C’est systématiquement la majorité de la population libanaise et étrangère qui paye la crise, souffrant déjà des infrastructures publiques délabrées, des services d’électricité, d’eau et de gaz totalement insuffisants. Le gouvernement libanais instrumentalise de nouveau cette situation pour discriminer les travailleurs étrangers et ainsi diviser les populations, a fortiori dans le système confessionnel libanais.

Les municipalités libanaises ont disposé de nombreux leviers pour mieux contrôler les populations réfugiées et les réprimer par le déploiement de couvre-feu policiers par exemple. Cette politique autoritaire et répressive, dont le gouvernement de Michel Aoun a fait les preuves durant les dernières mobilisations, est en outre appuyée par l’Etat français.

L’attaque grave du camp de réfugiés syriens est le symptôme d’un climat réactionnaire instauré par le système politique confessionnel de la bourgeoisie libanaise ainsi que par le système juridique de Kafala. Ce n’est ni aux travailleurs libanais ni aux travailleurs étrangers de payer la crise, et il n’y a rien à attendre du prochain gouvernement qui sera nommé par Mustapha Adib car comme le gouvernement de Michel Aoun et Saad Hariri, gouvernement dégagé par les mobilisations massives des travailleurs, il appliquera les réformes néolibérales nécessaires aux profits de la classe dominante libanaise.

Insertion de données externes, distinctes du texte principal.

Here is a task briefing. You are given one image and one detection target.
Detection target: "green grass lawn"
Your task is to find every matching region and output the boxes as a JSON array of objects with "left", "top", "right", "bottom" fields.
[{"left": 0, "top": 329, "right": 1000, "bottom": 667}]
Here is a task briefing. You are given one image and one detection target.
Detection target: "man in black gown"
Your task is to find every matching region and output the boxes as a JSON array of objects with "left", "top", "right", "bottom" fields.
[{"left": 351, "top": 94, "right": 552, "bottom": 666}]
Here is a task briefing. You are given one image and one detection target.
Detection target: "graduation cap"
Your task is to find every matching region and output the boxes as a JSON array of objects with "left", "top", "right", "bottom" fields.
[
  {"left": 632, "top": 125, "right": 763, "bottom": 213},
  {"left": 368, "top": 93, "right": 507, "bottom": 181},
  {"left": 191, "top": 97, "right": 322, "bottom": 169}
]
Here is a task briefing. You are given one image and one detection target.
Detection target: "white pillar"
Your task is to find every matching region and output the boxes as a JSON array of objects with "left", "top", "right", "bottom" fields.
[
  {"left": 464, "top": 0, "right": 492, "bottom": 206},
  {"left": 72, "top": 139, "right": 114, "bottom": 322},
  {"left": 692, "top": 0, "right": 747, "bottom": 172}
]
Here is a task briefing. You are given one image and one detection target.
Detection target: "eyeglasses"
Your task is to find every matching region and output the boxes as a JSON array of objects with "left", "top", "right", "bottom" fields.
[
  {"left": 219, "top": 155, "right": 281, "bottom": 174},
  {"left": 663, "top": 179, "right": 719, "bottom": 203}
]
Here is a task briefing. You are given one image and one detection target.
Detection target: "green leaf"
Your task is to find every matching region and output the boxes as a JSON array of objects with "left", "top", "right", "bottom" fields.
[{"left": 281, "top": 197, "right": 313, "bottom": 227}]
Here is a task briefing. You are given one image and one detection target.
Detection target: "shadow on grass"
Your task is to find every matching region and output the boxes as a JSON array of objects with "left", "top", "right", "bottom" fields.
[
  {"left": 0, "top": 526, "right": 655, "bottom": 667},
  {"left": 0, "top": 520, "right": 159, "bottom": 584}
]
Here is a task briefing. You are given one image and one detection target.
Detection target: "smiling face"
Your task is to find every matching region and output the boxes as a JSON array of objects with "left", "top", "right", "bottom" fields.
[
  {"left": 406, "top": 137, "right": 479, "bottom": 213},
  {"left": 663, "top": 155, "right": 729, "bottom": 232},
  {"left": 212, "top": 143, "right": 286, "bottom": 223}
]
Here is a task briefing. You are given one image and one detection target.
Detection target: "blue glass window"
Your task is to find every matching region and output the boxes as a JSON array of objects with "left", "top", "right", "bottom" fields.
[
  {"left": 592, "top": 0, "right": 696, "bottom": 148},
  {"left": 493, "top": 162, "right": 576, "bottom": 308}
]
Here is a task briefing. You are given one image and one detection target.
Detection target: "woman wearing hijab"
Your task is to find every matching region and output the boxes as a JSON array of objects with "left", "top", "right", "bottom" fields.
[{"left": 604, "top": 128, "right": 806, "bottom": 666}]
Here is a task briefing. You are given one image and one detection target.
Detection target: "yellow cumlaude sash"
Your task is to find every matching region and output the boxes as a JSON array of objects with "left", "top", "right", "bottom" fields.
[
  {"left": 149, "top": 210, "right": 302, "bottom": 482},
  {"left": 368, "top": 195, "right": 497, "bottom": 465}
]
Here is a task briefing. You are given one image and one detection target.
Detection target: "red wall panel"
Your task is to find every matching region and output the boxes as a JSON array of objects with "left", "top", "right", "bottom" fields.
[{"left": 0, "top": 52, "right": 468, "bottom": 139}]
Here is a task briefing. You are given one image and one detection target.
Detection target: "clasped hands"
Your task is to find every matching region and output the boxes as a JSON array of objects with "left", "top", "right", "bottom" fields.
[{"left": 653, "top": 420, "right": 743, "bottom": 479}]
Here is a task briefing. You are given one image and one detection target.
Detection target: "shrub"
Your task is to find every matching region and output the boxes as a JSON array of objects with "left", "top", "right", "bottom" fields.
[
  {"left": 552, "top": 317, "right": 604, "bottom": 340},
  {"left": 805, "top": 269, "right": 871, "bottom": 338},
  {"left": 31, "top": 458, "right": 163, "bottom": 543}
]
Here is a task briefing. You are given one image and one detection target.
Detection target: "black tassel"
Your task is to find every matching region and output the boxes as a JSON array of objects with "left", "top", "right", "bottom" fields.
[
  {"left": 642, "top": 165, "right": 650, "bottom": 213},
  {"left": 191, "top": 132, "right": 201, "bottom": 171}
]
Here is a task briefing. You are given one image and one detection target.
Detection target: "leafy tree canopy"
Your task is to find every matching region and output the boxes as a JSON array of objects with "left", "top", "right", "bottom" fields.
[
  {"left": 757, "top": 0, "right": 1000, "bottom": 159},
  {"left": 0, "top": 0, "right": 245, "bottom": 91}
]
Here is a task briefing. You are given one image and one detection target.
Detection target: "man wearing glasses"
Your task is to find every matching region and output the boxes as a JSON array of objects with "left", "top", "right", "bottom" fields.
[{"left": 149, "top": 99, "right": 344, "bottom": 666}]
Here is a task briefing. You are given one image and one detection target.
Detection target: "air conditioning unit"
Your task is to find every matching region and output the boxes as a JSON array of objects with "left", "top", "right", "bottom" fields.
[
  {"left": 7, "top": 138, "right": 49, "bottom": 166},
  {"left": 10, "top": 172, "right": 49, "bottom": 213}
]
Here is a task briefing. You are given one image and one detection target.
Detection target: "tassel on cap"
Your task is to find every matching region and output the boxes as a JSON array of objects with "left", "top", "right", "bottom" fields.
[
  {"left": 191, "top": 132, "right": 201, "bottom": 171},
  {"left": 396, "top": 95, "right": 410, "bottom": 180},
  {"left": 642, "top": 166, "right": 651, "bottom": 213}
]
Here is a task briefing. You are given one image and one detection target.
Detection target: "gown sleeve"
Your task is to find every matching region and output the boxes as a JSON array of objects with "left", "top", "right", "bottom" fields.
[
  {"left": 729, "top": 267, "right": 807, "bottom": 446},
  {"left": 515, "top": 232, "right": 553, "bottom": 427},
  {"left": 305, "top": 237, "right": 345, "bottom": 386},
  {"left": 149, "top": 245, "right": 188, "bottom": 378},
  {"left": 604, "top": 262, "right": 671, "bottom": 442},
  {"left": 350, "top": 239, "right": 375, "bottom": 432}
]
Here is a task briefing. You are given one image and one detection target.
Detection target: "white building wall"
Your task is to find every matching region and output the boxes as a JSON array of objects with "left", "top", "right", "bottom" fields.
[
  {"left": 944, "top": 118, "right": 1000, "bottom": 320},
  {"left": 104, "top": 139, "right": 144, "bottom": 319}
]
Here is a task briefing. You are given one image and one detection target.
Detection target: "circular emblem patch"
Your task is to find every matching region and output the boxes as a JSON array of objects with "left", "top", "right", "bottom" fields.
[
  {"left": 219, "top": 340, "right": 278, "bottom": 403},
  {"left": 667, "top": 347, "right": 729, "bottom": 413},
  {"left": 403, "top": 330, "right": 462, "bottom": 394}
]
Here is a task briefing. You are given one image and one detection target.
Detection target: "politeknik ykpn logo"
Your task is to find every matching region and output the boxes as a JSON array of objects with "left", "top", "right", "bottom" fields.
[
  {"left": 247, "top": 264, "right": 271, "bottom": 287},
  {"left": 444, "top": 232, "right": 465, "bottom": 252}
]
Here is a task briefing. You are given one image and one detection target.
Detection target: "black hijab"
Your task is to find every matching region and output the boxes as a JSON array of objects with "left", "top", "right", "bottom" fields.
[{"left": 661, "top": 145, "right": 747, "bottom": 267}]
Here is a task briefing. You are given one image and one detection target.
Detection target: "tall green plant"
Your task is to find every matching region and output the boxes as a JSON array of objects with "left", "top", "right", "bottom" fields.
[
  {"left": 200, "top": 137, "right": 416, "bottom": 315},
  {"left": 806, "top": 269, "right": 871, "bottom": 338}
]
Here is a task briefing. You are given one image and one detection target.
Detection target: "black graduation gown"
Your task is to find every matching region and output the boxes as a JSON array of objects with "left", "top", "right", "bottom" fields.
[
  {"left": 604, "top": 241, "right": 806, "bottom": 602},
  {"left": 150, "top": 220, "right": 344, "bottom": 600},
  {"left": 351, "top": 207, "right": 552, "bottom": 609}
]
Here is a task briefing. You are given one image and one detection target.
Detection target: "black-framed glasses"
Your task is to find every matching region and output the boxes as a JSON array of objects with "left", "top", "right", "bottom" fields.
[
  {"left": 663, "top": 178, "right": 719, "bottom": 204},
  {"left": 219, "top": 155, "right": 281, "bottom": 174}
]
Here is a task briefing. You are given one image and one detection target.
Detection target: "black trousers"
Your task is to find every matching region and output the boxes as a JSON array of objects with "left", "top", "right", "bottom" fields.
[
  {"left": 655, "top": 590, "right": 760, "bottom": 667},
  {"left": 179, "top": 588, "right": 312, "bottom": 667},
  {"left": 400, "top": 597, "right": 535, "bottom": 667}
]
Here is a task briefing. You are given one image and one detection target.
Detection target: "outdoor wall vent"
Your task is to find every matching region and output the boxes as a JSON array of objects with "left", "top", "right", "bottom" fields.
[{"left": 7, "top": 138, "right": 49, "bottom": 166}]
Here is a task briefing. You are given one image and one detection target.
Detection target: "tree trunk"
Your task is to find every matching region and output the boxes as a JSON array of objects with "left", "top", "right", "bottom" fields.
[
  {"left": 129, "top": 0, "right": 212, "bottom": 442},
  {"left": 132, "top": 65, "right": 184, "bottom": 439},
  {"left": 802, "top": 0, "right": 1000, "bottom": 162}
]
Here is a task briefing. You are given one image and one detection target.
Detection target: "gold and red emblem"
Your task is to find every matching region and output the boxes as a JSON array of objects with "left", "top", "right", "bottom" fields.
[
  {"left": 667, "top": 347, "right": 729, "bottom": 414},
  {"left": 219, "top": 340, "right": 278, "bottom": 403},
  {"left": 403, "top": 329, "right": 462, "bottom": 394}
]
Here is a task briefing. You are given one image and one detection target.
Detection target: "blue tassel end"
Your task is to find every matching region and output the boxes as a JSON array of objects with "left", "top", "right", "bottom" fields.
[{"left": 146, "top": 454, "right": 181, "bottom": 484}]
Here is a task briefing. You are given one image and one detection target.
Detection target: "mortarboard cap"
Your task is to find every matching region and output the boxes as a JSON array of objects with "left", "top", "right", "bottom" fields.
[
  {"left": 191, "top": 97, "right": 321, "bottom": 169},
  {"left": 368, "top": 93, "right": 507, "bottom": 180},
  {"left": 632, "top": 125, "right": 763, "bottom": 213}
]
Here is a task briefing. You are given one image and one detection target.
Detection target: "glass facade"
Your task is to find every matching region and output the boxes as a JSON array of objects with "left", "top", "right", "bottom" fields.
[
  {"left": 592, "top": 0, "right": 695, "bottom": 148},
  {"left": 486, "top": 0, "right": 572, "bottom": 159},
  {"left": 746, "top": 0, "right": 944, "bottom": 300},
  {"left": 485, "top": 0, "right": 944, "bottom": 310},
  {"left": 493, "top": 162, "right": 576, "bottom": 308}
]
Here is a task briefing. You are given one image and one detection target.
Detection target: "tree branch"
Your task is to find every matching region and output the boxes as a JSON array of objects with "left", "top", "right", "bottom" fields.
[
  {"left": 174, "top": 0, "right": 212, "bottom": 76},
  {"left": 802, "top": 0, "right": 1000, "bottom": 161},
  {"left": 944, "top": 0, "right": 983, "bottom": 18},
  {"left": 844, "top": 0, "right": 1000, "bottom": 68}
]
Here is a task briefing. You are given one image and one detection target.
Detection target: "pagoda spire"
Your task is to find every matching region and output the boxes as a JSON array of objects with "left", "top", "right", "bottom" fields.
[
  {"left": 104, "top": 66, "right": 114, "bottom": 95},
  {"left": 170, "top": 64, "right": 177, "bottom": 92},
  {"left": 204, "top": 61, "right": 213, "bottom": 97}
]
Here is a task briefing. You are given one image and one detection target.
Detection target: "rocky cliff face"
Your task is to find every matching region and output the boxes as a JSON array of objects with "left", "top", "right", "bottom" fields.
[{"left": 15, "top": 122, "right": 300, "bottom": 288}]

La solidarité qui s’est exprimée de la part de la population libanaise avec les réfugiés syriens est un exemple de comment lutter contre ces préjugés et attaques, mais aussi contre les politiques qui préparent leur terrain. La solidarité et la mobilisation des travailleurs et travailleuses libanais aux côtés des réfugiés syriens mais aussi palestiniens serait un point d’appui pour mettre fin aussi bien au système Kafala qu’au régime confessionnel.